Information technology has transformed the everyday practice of medicine. I use my i-pad constantly: looking up medication interactions, calculating body mass indices and assessing future risk of heart disease. The Department of Public Health sends a fax with the most recent flu data. I have electronic access to the most current treatment guidelines.
However wonderful these new tools are, there is no substitute for peer-reviewed medical literature to keep a physician current. Newspapers and television programs might report the latest news, but there is no substitute for reading the original article. In order to really understand the material one has to delve into ‘materials and methods’ and determine if the conclusions are truly supported by the data. There is often a critical editorial, written by an expert in the field, which will add another perspective. The new information then must be integrated into the body of current knowledge.

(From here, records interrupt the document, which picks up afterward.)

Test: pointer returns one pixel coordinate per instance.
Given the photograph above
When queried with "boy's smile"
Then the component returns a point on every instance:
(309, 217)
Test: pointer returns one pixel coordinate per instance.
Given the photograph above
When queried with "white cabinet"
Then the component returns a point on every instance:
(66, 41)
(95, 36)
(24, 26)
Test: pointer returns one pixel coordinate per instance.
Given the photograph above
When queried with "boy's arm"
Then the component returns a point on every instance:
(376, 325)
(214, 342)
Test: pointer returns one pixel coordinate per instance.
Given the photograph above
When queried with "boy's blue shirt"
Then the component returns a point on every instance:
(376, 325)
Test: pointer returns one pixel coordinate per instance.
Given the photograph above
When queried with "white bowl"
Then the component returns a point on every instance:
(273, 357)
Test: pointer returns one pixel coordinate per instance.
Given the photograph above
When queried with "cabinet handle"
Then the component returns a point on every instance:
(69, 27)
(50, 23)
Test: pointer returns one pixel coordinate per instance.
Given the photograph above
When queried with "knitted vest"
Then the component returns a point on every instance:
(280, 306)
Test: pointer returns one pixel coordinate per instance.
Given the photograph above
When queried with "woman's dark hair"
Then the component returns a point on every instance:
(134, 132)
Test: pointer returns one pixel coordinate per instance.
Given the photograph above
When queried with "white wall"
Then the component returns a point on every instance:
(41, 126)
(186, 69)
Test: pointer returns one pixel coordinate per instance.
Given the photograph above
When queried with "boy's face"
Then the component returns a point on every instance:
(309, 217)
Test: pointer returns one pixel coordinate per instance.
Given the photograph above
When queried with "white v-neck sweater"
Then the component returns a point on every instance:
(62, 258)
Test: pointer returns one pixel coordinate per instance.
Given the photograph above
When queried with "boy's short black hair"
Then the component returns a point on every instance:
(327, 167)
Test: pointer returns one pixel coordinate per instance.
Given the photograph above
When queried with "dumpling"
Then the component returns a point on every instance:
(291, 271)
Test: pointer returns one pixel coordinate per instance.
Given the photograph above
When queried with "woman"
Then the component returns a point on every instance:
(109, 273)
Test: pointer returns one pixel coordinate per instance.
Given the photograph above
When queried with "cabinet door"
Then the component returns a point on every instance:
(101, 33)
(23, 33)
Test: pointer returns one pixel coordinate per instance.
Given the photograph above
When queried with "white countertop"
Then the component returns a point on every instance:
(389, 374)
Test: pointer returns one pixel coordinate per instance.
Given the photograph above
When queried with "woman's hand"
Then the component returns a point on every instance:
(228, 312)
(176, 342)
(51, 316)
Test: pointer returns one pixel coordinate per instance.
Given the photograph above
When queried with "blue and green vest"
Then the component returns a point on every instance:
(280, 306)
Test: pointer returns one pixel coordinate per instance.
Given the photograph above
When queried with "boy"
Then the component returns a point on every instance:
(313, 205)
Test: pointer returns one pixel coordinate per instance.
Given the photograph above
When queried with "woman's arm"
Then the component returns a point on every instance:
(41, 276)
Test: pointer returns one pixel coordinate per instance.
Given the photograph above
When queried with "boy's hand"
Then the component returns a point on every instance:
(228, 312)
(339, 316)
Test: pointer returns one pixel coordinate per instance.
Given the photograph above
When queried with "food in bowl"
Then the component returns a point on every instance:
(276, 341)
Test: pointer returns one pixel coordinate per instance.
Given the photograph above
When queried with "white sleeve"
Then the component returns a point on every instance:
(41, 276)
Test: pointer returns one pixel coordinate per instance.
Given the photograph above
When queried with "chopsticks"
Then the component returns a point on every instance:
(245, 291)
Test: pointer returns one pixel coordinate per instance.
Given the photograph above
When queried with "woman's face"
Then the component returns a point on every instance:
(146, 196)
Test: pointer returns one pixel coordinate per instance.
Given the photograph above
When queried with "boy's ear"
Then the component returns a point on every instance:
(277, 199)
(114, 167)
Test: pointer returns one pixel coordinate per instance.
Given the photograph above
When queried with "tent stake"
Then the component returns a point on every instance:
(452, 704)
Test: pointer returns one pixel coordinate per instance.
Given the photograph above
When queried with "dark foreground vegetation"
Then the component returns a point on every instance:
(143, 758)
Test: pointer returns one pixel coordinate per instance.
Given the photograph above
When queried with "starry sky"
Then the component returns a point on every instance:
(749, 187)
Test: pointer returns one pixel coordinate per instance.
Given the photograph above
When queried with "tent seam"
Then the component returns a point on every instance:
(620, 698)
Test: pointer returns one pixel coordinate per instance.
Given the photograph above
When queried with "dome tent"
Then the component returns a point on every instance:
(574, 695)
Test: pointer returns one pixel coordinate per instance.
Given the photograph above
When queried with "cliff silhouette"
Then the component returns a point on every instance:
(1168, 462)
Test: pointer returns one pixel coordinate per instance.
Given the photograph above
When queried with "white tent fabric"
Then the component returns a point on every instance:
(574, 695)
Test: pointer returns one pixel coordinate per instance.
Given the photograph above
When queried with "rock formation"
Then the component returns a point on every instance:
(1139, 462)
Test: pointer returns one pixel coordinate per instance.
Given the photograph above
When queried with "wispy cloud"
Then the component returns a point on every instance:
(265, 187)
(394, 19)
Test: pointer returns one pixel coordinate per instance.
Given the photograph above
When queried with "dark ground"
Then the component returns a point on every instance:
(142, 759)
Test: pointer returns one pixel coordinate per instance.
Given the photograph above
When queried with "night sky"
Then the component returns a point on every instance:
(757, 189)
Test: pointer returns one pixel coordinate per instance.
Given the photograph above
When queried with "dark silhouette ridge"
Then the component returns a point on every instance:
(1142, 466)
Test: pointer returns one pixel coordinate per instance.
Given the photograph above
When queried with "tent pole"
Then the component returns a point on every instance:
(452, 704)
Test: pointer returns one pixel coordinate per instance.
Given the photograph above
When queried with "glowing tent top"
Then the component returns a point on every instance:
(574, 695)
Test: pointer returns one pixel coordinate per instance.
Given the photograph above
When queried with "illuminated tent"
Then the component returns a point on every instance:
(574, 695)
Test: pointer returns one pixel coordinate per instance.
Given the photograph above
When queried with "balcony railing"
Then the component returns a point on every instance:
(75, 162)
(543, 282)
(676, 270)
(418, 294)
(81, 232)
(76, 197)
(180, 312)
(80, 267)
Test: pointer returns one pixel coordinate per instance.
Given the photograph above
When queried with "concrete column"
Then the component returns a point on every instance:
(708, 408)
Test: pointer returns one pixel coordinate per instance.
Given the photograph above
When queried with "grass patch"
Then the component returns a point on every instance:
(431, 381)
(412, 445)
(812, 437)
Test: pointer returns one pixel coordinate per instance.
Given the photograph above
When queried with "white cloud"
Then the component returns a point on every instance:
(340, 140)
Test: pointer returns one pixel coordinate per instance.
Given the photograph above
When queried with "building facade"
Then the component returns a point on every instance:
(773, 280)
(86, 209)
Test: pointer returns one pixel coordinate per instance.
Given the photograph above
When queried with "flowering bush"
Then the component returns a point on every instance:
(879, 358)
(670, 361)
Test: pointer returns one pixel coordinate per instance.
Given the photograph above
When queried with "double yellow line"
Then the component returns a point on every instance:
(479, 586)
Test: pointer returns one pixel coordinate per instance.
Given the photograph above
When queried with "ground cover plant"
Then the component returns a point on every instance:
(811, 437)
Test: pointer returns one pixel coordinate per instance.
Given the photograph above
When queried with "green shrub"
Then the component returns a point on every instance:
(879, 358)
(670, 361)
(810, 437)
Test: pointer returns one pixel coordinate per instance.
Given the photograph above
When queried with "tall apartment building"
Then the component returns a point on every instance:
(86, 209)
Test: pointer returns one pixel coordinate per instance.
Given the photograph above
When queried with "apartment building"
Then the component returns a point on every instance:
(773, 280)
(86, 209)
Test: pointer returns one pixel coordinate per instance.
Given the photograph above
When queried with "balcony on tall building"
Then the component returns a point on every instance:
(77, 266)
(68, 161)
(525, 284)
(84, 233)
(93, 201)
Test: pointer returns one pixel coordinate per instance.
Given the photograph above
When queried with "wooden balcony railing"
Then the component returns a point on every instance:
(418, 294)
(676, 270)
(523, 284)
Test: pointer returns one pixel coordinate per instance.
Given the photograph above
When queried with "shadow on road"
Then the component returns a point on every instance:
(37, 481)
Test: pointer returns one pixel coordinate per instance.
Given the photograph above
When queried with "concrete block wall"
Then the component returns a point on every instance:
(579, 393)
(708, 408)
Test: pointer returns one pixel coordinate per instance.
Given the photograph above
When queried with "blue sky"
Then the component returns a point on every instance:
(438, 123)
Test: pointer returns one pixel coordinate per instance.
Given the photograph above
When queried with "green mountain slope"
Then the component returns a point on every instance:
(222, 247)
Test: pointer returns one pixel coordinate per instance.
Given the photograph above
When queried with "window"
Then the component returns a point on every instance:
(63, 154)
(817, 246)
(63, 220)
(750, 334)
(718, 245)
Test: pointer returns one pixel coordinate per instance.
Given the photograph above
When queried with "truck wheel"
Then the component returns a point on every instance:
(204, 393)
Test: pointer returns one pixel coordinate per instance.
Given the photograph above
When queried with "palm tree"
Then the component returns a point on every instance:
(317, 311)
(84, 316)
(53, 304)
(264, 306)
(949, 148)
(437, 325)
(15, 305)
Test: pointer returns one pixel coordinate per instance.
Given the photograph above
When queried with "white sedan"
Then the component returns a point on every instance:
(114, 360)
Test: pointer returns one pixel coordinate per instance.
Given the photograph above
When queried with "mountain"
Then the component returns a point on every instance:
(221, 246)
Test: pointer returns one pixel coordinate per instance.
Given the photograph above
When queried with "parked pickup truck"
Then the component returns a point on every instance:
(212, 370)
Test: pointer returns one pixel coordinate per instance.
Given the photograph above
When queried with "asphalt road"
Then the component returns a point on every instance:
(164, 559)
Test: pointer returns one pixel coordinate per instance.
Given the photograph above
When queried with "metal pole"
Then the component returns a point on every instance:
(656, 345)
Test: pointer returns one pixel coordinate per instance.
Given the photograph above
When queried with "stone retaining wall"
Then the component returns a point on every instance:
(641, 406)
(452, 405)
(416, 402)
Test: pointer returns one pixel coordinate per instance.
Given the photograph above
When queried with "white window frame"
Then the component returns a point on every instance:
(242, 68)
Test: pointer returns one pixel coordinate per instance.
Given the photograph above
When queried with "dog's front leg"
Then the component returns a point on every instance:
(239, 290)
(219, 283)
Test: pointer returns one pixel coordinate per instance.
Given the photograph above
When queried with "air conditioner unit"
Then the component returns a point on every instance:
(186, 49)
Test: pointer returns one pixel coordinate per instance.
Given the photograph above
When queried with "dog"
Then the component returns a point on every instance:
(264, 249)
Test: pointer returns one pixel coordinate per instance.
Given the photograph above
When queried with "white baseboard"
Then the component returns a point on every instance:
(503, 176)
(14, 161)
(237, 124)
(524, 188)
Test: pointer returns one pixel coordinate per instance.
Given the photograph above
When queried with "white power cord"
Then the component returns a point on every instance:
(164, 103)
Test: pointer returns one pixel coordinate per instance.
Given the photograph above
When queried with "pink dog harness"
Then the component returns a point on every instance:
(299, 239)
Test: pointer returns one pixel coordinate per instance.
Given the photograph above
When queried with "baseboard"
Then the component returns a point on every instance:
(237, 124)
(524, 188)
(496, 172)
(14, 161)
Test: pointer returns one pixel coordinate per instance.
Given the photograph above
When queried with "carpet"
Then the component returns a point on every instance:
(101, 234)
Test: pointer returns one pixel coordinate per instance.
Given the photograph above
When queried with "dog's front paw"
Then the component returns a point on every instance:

Every week there is a fresh New England Journal of Medicine and JAMA. More important to my practice is the biweekly Annals of Internal Medicine. Not only do these journals present cutting edge medicine, they also have review articles that summarize the state of the art for various diseases and conditions. The NEJM has a clinical problem every week – it’s fun to guess the diagnosis just from the title (Shepherd with a Cough, Bolivian Immigrant with a Rash, Accountant with a Headache).
Right now, printed journals work best for me. However, once I read them I toss them into the recycling bin, since the contents are available on-line. My affiliation with Yale allows unlimited access – much better than the piles of journals that cluttered the office in the olden days.